Stress Related Abdominal Fat: When Diet and Exercise Fails
Many women and men may have noticed that no matter how skinny they are, and no matter how much they diet, at some time or the other, their tummy just seems to get bigger. Nothing seems to help, not even exercise. The truth of the matter is, you may have stress related abdominal fat. Belly fat does not solely happen to the obese person. Anyone can get it, no matter how thin they are.
Many people may say it is just another sign of aging, but belly fat, in actuality, may be visceral fat that surrounds your organs, puffing out your belly into what many people commonly call a beer gut. This type of fat is often the prelude to insulin resistance, diabetes, heart disease, and even certain types of cancer.
So if you find yourself with this unwanted tummy, and dieting and exercise do not work, you may need to look at other factors for its development. Amongst these are your hormones and stress.
What is Stress Related Abdominal Fat?
Stress, especially chronic stress, is one of the major causes of abdominal fat in today’s society. Stressors constantly bombard you, whether it is the pressure of your job, your relationships, your lifestyle, or environmental factors over which you have almost no control. We are all subject to these stressors.
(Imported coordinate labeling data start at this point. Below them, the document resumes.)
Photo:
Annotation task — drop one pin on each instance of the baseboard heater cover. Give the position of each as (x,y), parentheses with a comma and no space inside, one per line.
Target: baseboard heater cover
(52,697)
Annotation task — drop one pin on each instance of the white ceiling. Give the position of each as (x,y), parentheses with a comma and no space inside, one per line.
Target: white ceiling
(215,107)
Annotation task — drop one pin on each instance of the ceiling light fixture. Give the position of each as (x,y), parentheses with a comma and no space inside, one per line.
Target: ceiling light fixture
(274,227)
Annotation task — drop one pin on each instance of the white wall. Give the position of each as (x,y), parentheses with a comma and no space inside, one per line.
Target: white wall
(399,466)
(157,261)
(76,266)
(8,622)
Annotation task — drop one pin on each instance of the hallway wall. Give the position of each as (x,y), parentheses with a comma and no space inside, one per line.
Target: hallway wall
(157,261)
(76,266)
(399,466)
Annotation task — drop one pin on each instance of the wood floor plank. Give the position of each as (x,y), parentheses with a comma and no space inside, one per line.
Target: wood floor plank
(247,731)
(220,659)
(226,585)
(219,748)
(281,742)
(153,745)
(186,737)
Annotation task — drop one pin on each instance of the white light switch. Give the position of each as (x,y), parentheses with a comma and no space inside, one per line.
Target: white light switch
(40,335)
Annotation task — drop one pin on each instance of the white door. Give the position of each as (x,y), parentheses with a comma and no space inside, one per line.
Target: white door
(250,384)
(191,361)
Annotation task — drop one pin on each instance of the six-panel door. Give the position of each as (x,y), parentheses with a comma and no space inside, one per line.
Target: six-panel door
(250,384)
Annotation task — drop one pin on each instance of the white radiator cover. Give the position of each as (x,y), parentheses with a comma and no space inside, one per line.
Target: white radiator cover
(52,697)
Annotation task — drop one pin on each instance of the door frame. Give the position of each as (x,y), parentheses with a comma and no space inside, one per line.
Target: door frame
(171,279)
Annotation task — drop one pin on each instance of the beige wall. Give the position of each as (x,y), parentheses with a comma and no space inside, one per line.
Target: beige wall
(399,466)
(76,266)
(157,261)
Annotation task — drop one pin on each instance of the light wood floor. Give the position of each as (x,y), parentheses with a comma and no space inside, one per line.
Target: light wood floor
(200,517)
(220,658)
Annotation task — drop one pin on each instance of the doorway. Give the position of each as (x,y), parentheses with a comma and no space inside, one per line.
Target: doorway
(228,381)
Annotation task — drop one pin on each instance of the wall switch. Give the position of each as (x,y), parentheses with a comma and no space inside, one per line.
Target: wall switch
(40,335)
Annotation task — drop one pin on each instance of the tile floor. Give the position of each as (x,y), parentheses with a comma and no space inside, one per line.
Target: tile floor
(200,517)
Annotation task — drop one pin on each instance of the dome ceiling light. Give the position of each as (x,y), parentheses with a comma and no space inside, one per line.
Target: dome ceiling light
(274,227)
However, in order to understand how stress related abdominal fat increases, it is important to understand how stress affects the body.
The Effects of Stress
When you are subjected to stress, the hypothalamus in the brain springs into action and starts a cascade of events so that your body can protect itself. Chemical messengers are sent to the pituitary gland, which in turn instructs the adrenal glands to produce cortisol, the fight or flight hormone. Your body goes into a mode that readies it to deal with the threat, either by fighting or fleeing.
This protective process is controlled by the hypothalamic-pituitary-adrenal (HPA) axis as part of the body’s natural NeuroEndoMetabolic (NEM) Stress Response – a reaction that is automatic.
During this time, your adrenals produce more cortisol (and adrenalin), your liver allows the release of more glucose (so that you have extra energy), and those systems and pathways in your body not deemed essential for immediate survival are either shut down or slowed down (such as your digestion). Under normal circumstances, this reaction is short-lived. The brain indicates that the threat has passed and everything returns to normal.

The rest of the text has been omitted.